—Vi e admirei o precioso quadro que tem na exposição de pintura, disse o conde. É na verdade uma obra-prima. Tenho a absoluta certeza de que alcança o primeiro premio, e venho vêr se o senhor m'o quer vender.

—Senhor, disse Ernesto, creia que concede ao meu trabalho mais merecimentos do que os que realmente tem. Mas de modo nenhum desejo desfazer-me d'elle emquanto o jury não resolver.

—Entretanto póde confiar, disse o conde, que o jury lhe concede o primeiro premio, e eu compro-lhe o quadro{104} como uma obra-prima. Póde pedir-me quanto quizer sem receio de que me pareça exaggerado o preço.
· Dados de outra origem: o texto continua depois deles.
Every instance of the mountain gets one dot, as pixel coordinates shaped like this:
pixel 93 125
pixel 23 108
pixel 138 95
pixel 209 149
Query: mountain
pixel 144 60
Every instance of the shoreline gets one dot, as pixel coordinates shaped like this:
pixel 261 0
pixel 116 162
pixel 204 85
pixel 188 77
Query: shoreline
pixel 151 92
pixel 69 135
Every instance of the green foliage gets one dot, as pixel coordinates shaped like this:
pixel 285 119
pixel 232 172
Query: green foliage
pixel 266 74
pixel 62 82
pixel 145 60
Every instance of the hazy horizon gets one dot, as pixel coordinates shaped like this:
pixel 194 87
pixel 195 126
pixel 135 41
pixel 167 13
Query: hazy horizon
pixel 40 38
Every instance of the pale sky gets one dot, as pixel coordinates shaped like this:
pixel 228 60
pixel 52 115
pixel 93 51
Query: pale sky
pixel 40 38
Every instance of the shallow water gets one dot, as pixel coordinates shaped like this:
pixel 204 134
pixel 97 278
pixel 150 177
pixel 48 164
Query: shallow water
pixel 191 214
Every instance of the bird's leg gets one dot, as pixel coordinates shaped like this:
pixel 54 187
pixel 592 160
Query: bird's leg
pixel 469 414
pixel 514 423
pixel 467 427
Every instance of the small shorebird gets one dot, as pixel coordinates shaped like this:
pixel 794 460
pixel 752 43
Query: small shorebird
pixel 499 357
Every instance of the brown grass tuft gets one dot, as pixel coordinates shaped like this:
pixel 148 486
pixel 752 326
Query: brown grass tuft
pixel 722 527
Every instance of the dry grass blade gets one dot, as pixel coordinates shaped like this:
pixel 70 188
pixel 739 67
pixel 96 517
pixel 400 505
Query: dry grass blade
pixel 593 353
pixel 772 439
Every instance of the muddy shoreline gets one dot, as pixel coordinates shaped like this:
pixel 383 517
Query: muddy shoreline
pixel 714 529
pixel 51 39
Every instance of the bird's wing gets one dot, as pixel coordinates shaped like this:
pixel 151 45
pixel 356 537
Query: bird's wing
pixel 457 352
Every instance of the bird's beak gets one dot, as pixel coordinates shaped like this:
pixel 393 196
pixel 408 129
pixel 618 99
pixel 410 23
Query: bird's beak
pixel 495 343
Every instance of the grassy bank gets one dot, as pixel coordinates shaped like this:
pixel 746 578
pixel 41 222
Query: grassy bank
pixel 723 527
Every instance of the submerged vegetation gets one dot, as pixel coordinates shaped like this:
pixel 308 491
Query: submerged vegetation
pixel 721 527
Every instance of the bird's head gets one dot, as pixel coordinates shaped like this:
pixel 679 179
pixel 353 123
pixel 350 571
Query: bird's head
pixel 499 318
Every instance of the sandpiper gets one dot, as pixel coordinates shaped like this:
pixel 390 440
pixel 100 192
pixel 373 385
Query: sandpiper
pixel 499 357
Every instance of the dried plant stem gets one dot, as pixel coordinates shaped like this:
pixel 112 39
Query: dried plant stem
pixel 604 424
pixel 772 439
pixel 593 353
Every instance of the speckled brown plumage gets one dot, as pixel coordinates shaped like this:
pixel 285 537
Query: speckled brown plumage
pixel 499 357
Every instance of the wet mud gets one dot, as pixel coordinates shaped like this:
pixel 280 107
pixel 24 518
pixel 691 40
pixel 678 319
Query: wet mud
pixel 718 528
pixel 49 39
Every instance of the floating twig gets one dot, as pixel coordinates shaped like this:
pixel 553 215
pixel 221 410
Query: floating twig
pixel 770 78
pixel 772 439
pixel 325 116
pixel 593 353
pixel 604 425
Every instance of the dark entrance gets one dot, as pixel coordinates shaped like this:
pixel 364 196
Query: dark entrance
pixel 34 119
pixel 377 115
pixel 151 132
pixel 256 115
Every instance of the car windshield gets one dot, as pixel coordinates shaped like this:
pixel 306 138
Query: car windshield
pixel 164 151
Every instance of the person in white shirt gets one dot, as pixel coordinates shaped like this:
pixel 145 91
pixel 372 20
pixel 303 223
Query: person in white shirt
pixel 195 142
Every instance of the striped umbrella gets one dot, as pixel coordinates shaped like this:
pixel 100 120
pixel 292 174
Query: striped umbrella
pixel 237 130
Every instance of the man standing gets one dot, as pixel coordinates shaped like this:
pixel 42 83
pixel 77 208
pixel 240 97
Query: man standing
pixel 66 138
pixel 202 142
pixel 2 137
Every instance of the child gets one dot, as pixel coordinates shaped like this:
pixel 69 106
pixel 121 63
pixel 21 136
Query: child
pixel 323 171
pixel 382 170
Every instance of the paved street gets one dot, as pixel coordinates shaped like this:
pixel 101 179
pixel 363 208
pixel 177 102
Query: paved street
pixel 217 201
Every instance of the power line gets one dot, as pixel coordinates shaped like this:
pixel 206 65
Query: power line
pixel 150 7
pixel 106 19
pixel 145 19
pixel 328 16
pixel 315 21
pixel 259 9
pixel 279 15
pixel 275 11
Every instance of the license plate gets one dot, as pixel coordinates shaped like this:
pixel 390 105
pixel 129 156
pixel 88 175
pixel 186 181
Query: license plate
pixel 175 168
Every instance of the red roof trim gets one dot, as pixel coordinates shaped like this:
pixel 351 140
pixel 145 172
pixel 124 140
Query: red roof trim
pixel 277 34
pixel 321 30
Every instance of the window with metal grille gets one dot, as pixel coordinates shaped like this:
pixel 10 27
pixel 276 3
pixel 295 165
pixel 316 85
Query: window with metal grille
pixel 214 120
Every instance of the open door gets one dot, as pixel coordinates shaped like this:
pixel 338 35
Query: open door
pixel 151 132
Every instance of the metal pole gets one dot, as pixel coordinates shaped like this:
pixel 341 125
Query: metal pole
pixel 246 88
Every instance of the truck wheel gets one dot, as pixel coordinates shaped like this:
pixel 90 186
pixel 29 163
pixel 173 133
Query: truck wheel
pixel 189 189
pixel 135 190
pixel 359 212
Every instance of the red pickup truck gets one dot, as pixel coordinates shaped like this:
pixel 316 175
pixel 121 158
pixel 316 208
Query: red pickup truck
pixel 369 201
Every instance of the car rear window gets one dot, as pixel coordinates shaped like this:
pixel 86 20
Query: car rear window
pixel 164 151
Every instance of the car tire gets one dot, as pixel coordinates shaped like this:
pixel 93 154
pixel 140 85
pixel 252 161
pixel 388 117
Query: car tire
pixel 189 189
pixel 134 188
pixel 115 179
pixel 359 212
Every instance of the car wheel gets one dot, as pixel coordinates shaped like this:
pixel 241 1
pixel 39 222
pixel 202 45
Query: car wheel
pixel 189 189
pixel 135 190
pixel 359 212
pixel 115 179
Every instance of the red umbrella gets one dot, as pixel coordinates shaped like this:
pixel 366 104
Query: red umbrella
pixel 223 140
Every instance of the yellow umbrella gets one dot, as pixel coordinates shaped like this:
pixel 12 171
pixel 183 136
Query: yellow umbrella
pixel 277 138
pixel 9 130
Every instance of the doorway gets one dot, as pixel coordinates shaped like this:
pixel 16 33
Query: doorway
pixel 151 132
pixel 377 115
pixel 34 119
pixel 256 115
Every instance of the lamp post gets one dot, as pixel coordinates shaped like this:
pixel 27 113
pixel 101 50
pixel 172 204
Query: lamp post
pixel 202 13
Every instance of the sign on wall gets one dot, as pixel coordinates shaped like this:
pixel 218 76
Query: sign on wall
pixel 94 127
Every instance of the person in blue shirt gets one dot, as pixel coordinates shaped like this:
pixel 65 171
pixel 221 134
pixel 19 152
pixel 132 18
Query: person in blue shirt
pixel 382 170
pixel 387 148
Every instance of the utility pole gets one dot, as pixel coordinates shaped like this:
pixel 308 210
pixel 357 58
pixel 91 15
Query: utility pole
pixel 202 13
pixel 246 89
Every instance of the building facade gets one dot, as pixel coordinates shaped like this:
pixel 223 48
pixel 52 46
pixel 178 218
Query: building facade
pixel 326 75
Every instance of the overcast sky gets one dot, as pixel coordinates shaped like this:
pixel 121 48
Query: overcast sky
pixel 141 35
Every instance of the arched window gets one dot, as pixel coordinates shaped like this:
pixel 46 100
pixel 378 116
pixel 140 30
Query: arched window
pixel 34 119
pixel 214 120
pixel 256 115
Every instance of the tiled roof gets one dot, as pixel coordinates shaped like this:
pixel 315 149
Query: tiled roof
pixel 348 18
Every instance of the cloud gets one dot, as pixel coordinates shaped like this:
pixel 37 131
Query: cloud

Felizmente sou rico, e sei avaliar o valor das obras como a tela de Esther.

—Tenho tambem que advertir-lhe, senhor conde, de que um correspondente da casa de Rotschild já me fez proposta sobre o quadro.

—Rotschild é mais rico do que eu, disse o conde, sorrindo-se, mas tenho mais direitos do que elle ao quadro a que nos referimos.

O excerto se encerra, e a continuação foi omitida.